A entendre leur funk bubblegum ensoleillé, on les croirait venus tout droit des côtes californiennes. Pourtant, c’est sur les bancs de l’école de musique de l’Université du Michigan que se sont rencontrés Jack Stratton (guitare, clavier, batterie), Theo Katzman (guitare, chant, batterie), Woody Goss (clavier) et Joe Dart (basse). Outre l’humour potache et le ton décalé, les bougres partagent une absolue révérence des mêmes références : ils vouent une admiration sans bornes aux musiciens de session américains des années 60 comme les Funk Brothers de la Motown, le Wrecking Crew de L.A. ou les Swampers de Muscle Shoals.

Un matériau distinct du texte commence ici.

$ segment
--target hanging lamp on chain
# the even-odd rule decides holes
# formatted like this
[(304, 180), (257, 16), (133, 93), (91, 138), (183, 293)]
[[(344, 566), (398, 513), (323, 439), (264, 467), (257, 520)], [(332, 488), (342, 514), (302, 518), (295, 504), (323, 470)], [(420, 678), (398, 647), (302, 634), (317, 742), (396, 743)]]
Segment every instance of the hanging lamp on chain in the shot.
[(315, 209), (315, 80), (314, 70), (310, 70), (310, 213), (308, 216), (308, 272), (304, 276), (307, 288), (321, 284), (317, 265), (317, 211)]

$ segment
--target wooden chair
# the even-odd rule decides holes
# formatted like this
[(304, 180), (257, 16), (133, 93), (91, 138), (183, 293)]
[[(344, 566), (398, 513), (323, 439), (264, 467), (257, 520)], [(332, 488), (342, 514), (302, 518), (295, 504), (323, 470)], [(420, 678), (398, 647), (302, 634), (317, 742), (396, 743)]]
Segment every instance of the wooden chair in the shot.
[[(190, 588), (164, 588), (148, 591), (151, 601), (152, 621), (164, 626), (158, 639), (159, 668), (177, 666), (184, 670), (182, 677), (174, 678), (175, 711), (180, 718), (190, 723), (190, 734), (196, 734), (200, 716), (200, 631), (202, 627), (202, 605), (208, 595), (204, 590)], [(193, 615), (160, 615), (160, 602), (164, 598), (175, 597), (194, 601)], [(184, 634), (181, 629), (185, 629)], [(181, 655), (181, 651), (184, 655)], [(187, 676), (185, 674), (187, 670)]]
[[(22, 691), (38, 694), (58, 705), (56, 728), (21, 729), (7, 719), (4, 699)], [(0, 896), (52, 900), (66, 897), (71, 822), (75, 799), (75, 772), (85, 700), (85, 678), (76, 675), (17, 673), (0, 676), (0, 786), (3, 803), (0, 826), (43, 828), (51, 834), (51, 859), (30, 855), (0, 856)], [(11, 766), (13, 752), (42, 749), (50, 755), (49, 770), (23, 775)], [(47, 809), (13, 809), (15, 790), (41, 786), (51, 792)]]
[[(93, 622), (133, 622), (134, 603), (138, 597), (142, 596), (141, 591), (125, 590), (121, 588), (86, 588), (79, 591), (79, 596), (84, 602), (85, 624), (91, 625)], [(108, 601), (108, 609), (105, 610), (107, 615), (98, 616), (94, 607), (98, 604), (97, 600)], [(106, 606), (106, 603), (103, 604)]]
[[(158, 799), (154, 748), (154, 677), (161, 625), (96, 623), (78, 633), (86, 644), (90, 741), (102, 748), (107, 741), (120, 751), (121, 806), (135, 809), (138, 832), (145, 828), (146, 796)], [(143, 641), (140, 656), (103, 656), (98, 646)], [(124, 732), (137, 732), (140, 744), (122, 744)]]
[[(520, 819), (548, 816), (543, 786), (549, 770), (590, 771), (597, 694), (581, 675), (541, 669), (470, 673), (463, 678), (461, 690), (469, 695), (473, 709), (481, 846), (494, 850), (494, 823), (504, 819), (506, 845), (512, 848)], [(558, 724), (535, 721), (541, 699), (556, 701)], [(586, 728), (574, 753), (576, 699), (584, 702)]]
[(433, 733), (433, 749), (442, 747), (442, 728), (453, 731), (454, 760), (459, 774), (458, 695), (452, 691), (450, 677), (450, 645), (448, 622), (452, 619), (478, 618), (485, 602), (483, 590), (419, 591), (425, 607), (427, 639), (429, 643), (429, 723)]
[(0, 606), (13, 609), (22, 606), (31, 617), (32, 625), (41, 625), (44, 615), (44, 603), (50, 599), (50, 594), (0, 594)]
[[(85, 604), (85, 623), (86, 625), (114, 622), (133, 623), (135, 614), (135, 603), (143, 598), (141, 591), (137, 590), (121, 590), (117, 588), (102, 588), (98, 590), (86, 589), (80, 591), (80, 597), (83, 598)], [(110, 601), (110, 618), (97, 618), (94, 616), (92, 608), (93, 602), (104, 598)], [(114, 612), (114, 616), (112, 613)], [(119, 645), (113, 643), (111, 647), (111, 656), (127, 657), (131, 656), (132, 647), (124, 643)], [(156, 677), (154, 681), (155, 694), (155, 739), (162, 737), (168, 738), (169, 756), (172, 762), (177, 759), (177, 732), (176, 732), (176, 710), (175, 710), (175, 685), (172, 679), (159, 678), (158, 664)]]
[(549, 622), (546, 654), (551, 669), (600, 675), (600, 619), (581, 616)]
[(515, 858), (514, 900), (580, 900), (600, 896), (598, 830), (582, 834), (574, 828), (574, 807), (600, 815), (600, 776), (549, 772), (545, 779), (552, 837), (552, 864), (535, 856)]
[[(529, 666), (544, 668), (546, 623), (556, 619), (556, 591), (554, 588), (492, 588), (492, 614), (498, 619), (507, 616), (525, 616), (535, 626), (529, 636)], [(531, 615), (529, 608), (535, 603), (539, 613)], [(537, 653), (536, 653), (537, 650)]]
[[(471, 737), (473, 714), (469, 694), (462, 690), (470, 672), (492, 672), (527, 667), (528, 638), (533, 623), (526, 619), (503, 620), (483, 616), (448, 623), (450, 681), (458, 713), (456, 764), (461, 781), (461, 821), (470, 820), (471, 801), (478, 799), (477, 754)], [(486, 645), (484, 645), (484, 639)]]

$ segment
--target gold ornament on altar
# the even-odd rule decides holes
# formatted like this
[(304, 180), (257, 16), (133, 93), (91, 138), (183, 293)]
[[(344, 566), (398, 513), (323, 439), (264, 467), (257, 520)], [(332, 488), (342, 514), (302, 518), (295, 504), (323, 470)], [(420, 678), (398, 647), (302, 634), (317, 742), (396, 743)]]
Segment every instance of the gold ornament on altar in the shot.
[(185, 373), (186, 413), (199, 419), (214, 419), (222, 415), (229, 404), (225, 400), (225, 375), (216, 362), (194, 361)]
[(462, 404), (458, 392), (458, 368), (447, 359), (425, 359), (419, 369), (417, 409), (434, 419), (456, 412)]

A l’image de ces historiques escouades, les 4 larrons créent Vulfpeck, collectif virtuose à consonance germanique composé de leur noyau dur autour duquel gravitent quelques contributeurs réguliers comme Cory Wong, Antwaun Stanley, Christine Hucal, Charles Jones, et Joey Dosik (dont nous reparlerons plus bas). Une grande et belle famille d’adoption, menée par ces geeks obsédés par le son (au point de créer et vendre un compresseur de leur invention, ou encore un livre compilant des représentations graphiques de leurs rythmiques préférées). Le public de Vulfpeck est d’ailleurs à l’image du groupe, aussi geek que mélomane, capable de chanter en chœur une ligne de basse nébuleuse de Joe Dart ou de faire des polyphonies à 3 voix sur le refrain de « Back Pocket ». Pas vraiment le public de Michel Sardou…

Sur leur 3e album « Mr. Finish Line », sorti en novembre dernier, on retrouve à nouveau leur funk candide patenté, mais aussi des explorations sonores heureuses allant de la composition instrumentale qui n’aurait pas dénoté comme générique d’un sitcom US des années 80 (ce qui n’est pas péjoratif sous notre plume) à un hommage à peine déguisé au  « Jealous Guy » de Donny Hathaway.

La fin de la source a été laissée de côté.